The note and rating stakes didn't help at all to reassure VCs on their aforementioned worries. Remember, we developed Factchain with the "Put your ETH where your mouth is" narrative of X1. Users would pay some ETH to submit notes and ratings and get rewarded or slashed based on the quality of their contributions. These financial stakes became our Achilles' heel. It raised a plethora of questions:

  • How do you pay for the winners? Factchainers are definitely not playing a zero-sum game.

  • How do you mitigate security risks? Stakes are locked in the Smart Contract for the duration of the "note auction" (i.e., the period during ratings are open)

  • How do you stop malicious actors from rating their own notes and always win the auction?


On the other hand, what do we really gain from stakes? The main answer is incentives, but I'm not even sure it's a valid one. Who wants to fact-check information for a few bucks? People interested in the Truth do it for other motivations than money. The cultural NFT reward would've probably been enough for them to enroll. Bragging about being right is a far more joyful incentive than making a few WEI out of it, and users could've been rewarded in an Airdrop anyway. Have you never heard of the FACT$ token? No, and that’s alright: it never existed.

We saw yesterday how the stakes could've secured the system by increasing the costs of network collusion. Intuitively, the more users involved, the more money a malicious actor needs to spread a single misinformation note. This intuition is wrong. The median rating number on X community notes is only 72 for 400k involved users. Submitting more ratings on your own notes will always be affordable unless requiring a dissuasive stake amount.

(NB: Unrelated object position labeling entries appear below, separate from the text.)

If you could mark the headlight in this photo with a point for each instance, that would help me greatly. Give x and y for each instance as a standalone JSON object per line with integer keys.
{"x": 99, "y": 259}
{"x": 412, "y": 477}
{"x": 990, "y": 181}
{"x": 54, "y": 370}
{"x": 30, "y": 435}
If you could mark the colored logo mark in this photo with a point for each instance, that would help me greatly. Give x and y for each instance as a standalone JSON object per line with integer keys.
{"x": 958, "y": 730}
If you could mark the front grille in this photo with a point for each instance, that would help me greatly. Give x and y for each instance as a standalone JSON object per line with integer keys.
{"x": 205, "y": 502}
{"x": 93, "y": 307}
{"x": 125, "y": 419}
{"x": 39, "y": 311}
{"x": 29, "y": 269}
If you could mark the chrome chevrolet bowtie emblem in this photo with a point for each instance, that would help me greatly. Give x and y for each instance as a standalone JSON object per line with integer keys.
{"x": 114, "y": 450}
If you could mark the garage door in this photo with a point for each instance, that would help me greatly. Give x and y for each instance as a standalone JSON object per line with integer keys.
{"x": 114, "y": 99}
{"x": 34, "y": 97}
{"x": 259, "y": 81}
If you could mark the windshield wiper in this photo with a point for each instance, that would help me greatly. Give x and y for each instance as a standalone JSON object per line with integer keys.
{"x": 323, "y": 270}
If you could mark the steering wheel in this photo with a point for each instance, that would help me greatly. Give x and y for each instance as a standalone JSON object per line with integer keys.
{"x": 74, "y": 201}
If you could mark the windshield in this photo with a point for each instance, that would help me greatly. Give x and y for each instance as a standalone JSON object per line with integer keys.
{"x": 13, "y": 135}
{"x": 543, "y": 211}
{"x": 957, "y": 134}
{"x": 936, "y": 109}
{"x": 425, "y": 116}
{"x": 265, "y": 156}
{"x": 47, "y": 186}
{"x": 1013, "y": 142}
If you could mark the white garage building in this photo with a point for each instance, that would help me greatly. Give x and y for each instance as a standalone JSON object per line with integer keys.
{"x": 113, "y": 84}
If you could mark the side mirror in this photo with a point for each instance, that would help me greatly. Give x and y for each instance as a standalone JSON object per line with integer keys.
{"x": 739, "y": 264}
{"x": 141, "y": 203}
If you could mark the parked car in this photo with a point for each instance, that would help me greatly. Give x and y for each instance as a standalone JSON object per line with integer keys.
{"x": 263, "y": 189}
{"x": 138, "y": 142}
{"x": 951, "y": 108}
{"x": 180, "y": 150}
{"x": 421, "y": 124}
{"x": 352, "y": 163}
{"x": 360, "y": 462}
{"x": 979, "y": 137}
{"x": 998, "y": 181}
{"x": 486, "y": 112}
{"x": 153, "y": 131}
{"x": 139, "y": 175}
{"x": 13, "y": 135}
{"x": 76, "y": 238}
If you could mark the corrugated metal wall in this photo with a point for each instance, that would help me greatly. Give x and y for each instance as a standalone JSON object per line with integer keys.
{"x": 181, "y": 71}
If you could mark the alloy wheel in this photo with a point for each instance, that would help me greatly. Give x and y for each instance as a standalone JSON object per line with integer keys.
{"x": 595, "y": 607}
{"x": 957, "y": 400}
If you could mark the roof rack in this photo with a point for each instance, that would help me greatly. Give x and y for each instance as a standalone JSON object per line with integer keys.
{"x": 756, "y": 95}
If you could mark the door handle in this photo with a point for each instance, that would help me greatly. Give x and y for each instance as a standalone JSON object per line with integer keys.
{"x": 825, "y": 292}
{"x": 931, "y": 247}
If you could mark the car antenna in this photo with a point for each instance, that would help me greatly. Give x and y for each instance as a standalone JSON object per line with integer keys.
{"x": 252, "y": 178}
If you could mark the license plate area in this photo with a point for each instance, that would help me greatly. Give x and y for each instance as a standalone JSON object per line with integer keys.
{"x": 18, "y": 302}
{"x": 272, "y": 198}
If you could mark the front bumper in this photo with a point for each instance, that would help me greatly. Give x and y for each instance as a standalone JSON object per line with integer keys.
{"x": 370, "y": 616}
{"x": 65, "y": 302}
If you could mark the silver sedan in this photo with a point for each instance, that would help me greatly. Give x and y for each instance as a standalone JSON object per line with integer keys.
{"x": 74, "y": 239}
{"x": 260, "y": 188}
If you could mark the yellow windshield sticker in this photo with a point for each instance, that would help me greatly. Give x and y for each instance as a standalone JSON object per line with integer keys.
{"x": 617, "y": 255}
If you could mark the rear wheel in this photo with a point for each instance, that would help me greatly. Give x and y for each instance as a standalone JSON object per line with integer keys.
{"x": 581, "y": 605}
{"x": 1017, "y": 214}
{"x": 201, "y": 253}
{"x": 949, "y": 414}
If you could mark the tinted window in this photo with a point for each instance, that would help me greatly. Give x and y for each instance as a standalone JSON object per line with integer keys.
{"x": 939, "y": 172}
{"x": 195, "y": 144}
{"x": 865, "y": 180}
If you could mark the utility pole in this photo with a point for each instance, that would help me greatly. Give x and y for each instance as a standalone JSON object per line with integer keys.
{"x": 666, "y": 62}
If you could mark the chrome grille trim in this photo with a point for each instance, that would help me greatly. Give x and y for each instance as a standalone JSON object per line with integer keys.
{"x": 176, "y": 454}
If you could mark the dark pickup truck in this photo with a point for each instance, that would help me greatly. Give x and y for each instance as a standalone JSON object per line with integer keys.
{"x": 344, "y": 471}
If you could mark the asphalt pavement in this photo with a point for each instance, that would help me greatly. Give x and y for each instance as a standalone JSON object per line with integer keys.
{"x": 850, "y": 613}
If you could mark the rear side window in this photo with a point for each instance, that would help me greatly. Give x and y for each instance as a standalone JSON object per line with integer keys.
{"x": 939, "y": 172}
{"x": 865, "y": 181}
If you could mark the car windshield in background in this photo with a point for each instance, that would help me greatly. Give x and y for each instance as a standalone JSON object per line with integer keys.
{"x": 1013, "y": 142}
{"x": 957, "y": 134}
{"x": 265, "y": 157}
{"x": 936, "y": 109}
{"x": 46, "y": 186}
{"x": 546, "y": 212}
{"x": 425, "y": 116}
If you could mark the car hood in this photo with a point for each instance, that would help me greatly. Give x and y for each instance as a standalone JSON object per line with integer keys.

We should've explored other solutions, like reputation scores.

In most Web2 forums, like Stack Overflow, you may not be able to post a question immediately after your registration. The site has certain restrictions to prevent spam and ensure the quality of the content. Users must answer a few questions first or wait a while.

We could've replicated this reputation scores system onchain to gate note creation by Ethereum addresses with already a few correct ratings under their belt. And restrict the number of notes new addresses can rate in a given period.

A reputation score-based system would've drastically reduced the cost of the Factchain launch on mainnet: no winner to pay, fewer security risks to cover.

Retrospection

Google Trends on Community Notes

There is a demonstrated growing interest in the X Community Notes feature. I've written two Python scripts to extract notes stats and ratings stats from the X public dataset, and their output is impressive: 3x more users and notes over the last 6 months. The use of browser extensions and frames could effectively redirect this traffic onchain, creating opportunities to build a community of fact-checkers. This potential is worth further exploration.